Although we are oriented towards long-term investments in structural growth companies, we are also aware and cautious of valuation.
Let’s revisit Square’s ($SQ) valuation, now that it is up 50% since we started buying it on the Big Board on Sep 24, 2020 and is now trading at 22.7x forward Gross Profit.
If you look at the chart, in order for $SQ to be worth 21x forward Gross Profit with a 9% discount rate, you need to believe that the company grows revenues at a 21% compounded annual growth rate (CAGR) for the next 10 years, essentially multiplying their current revenue by 6.5x. We also need to believe they improve cash flow margins to 15% over that time.
I believe margin expansion to 15% is achievable, but we should also understand the magnitude of the growth assumptions. $9.1 billion in cash flow in Year 10 is 22 times their current situation. This assumes that in 2030, Square will make 50% more than PayPal ($PYPL), as much as Mastercard ($MA), and 60% as much as Visa ($V) currently make.

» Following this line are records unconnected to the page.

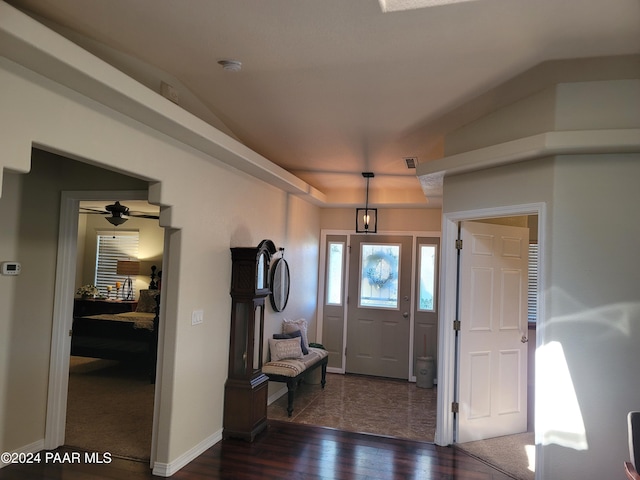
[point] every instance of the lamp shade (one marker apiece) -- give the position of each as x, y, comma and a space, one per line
128, 267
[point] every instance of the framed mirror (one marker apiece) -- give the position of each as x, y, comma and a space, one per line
279, 284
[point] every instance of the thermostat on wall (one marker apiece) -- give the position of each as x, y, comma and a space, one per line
10, 268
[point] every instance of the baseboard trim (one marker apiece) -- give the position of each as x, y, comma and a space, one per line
168, 469
34, 447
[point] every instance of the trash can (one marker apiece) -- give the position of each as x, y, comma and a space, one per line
425, 372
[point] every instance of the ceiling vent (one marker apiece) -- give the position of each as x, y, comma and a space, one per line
411, 162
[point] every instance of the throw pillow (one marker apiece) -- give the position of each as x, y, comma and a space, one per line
289, 326
147, 301
296, 334
284, 349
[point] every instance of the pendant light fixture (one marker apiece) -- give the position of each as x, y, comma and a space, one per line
367, 218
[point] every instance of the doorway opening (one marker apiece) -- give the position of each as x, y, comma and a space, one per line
49, 184
449, 394
377, 315
112, 368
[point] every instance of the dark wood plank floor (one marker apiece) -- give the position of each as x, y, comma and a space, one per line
291, 451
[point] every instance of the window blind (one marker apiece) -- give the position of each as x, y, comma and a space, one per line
532, 293
122, 245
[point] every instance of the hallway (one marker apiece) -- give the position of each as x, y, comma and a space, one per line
356, 403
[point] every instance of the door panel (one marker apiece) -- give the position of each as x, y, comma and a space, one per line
493, 322
378, 325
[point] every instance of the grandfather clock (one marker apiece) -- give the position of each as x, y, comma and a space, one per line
245, 392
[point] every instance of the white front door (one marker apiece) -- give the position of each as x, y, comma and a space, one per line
493, 331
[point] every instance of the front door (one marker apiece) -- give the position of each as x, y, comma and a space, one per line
493, 329
379, 305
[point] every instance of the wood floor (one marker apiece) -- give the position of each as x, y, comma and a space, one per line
290, 451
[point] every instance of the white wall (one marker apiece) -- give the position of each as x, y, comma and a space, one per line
590, 274
593, 308
208, 208
594, 305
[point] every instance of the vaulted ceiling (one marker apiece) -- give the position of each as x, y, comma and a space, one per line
331, 88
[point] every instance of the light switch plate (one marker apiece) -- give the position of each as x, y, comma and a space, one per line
197, 317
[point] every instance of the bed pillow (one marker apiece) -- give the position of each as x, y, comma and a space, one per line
296, 334
147, 301
289, 326
284, 349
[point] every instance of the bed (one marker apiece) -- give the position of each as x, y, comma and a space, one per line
127, 336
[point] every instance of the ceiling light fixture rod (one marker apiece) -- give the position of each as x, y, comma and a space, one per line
367, 218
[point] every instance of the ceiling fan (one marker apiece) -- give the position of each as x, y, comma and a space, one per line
118, 213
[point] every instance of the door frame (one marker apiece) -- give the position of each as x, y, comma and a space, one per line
447, 366
58, 385
321, 287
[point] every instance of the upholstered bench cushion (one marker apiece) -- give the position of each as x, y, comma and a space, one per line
292, 367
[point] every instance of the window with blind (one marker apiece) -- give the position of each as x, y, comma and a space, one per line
122, 245
532, 293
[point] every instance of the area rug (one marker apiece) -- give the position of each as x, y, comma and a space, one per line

And if these assumptions are true, then $SQ should be worth somewhere around $210 per share. Investing behind $SQ at this valuation is a bet that “New FinTech” will become behemoths alongside Visa and Mastercard. I believe this will happen over time, but the speed and magnitude of future growth is uncertain and the valuation is looking stretched.
We will consider trimming back on positions like this on the Big Board in the coming weeks, which will show up under “Latest Trades”.